叢中の男

(6)

 町の民、と思ったが、それにしても服装が小奇麗だ。暗い色の長衣を纏い、腰には短い小刀が差してある。長い裾を引き摺って歩く彼らは旅人か、それとも。
 彼らはまず凱婆さんに何かを伝え、盛大な酒宴が開かれる広間へと真っ直ぐに向かってきた。姜堅は杯を傾けつつ彼らの様子を上目で伺いながら、隣の男を肘で小突いた。

「おい、呂飛」
「……はい」
「気づいてるか」

 呂飛が静かに首肯したのが気配で分かった。頭は酒のせいで熱く痺れているのに、その中でヤケに冷静でいる部分がある。その部分だけ酔いが覚め、侵入者の動向に意識を集中させているようだ。
 二人のうち一人――頭頂部で髪の毛を一纏めにした男が壁際で止まり、片方の男は静謐な面持ちで姜堅のところへ近寄ってくる。姜堅は杯を乾し、大きく口を開けて笑い、呂飛の杯に酒を注ぎ足した。

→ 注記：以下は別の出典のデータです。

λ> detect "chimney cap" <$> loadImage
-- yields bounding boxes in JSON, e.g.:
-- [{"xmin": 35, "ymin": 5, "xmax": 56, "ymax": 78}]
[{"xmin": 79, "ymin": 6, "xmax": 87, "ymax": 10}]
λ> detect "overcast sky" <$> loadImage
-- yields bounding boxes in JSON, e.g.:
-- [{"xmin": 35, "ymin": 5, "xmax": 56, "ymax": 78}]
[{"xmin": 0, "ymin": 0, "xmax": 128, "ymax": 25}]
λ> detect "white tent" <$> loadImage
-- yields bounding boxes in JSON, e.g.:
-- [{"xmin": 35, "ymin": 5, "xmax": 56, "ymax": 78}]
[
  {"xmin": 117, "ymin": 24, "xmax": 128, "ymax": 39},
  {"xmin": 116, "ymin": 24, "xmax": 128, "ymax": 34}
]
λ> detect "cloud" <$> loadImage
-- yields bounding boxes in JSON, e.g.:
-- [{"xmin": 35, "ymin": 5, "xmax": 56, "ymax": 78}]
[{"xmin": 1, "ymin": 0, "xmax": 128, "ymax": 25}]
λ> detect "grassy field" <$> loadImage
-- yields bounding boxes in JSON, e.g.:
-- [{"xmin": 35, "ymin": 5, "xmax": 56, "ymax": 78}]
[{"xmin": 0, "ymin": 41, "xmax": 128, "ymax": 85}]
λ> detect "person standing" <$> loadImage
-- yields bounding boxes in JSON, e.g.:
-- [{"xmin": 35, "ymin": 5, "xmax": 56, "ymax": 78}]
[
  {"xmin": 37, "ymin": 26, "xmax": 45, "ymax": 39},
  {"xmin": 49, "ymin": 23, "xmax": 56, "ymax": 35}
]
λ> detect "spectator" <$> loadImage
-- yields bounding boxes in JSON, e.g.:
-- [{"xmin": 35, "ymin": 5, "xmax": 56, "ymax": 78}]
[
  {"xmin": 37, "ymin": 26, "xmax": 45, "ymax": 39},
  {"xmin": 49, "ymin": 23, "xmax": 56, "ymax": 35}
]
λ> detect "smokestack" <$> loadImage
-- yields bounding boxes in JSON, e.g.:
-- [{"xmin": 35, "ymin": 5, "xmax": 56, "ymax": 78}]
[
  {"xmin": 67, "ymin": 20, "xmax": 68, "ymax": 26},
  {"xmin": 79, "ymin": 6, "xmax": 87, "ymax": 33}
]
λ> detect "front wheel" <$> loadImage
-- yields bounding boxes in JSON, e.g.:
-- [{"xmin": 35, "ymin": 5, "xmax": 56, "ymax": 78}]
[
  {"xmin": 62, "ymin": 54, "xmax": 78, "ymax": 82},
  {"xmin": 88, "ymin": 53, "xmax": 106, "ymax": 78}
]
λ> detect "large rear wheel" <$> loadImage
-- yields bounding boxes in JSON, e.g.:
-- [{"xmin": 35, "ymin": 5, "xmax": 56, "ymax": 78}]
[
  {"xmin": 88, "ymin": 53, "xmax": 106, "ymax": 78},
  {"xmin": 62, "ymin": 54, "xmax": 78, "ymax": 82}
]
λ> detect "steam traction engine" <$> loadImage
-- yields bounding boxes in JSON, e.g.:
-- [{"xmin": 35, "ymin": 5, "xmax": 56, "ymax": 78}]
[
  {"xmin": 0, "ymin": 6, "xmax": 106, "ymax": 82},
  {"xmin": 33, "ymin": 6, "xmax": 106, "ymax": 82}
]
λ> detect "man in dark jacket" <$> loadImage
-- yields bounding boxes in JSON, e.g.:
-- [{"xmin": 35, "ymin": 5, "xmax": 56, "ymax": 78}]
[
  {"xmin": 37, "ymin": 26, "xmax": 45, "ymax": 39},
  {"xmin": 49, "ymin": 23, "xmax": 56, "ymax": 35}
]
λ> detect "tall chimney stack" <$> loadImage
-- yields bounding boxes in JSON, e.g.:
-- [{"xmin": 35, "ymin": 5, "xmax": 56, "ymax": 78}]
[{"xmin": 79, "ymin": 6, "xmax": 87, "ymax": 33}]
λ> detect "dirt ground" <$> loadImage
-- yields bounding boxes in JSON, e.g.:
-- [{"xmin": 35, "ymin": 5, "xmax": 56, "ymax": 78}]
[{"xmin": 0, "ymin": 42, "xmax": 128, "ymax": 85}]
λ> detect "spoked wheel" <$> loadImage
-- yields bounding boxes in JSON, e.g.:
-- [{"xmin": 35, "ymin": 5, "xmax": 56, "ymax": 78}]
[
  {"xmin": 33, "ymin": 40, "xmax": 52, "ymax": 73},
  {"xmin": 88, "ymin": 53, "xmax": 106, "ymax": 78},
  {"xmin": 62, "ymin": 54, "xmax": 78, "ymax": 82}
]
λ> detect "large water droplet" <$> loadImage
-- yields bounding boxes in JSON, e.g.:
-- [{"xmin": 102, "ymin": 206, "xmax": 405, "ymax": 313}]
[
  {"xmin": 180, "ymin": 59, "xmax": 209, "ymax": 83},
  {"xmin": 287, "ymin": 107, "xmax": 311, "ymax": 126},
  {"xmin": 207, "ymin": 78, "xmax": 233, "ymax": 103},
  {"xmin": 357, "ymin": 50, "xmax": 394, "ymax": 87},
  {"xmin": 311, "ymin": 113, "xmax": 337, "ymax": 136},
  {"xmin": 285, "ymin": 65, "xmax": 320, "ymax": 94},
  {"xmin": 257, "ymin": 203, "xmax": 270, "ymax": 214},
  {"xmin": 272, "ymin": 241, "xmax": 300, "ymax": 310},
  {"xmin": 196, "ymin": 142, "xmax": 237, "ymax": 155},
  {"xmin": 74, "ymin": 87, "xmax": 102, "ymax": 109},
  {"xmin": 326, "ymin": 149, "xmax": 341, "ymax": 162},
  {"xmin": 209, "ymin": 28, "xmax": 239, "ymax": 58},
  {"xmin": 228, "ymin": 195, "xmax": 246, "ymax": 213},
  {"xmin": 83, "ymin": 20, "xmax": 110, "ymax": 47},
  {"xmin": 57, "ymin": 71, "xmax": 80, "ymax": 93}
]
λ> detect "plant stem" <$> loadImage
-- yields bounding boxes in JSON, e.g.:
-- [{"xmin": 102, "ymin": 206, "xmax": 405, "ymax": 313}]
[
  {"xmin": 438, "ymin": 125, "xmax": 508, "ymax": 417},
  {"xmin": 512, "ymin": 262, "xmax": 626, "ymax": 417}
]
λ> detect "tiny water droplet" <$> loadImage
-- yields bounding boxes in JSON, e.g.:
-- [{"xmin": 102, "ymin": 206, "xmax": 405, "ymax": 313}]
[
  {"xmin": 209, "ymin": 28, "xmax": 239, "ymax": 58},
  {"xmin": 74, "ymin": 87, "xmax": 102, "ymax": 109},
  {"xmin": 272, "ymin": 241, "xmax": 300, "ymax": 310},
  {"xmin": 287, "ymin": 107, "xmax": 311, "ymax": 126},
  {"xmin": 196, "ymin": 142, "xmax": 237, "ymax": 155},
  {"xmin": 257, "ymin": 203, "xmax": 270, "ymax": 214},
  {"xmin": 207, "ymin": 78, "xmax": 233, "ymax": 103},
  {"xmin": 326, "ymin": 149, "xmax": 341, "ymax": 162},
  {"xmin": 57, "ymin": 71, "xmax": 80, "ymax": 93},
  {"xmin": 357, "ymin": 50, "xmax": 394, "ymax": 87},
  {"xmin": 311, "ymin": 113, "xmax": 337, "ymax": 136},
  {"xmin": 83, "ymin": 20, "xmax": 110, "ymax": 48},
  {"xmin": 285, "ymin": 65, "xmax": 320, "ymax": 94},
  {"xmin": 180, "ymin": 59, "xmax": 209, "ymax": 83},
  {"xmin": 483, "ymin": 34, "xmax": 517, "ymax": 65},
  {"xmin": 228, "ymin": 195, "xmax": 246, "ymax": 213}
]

「遠慮するな呂飛! もっと飲め! 折角の祝い酒だ、ちびちびやってると損だぜ」
「…………」

 男が目の前で立ち止まり、静かに膝を突くと軽く頭を下げ、拱手して礼すると突然口を開いた。

「不躾で申し訳ございません。かの姜堅殿が町にいらしていると聞きつけ、失礼ながら参じました」

 滑らかな言葉遣いだった。訛りや淀みのない挨拶に、姜堅は僅かに目を瞬かせて男を凝視した。
 年は姜堅と同じくらいか。長く艶のある黒髪を頭の後ろで縛り背中に垂らしている。顔立ちは驚くほどに整っていた。

「誰だ、あんた」
「朱睿。朱伯謀と申します。旅の者で、久しぶりに故郷へと戻って参りました。聞くところ、圧政を行っていた県令の張旻に制裁を下しなさったとか。感謝いたします」

 姜堅は返す言葉もなく、まるで自分の弟分のように黙りこくっていた。何なんだ、この男は。
 姜堅は取りあえず、朱睿とやらに酒を勧めてみた。最初は遠慮されたが、しつこく杯を押し付けると不承不承といった風に受け取った。

「では、お言葉に甘えて」

 いい飲みっぷりだった。杯を傾けると一息に飲み乾したのを見て、姜堅は口元に笑みを浮かべた。

「すごいな、あんた」
「姜堅様から杯を頂き光栄です。用事と申しますのは一目姜堅様にお会いしたかったというもので、今、それが叶いました。退席させて頂きます」
「待てよ、伯謀さん。早々に逃げることはないだろ。もう少し付き合えよ」

 立ち去ろうとする朱睿を手で制し、留まらせる。共の男もいるようだが、そのような小さなことには構わなかった。一度宴席に入ったならすぐには帰さない。それが姜堅の性質だった。

「ですが、見ず知らずの私がいては一行の皆様にご迷惑ではないでしょうか」
「うちに野郎共はそんな細かいことは気にしねえ。どうか残っちゃくれねえか」

 朱睿は僅かな逡巡の後、微笑を浮かべて頷く。

「では謹んで同席させて頂きます」
「ああ、今日は無礼講なんだ。あんたも思う存分騒げばいいさ……それよりその敬語はどうにかならねえか」

 朱睿を隣の席へ勧めながら、姜堅は少しむず痒いものを覚えていた。
 彼の水のような流麗な動作や丁寧すぎる言葉遣いが、自分のような粗野な男に対するには大変相応しくない。拱手や礼をされた経験は過去になく、ここまで礼儀を尽くされたのは初めてだった。自分たちと民のことを考えて行動しただけなのに、ここまで下手に出られると逆に畏まってしまうし、怪しくも感じるというものだ。

「ですが私は一介の旅人。貴方は町の英雄です」
「英雄だって!? 面白いことを言うな。確かに俺は町の奴らには感謝こそされているが、同じように一介の、ただの無頼漢だ。しかも盗みを働く山賊だ、本業はな。あんたが礼を払う価値がある男じゃねえ」

 言い包めようとする姜堅の勢いに負けたのか、朱睿は「分かりました」とだけ言うと改めて杯を手に向き直った。

「改めて願い申し上げたい。私も共に飲んでも構わないだろうか」

 そう、落ち着いた口調で一言。姜堅は満足げに笑むと、店内を忙しなく移動する凱婆さんに酒の追加を頼んだ。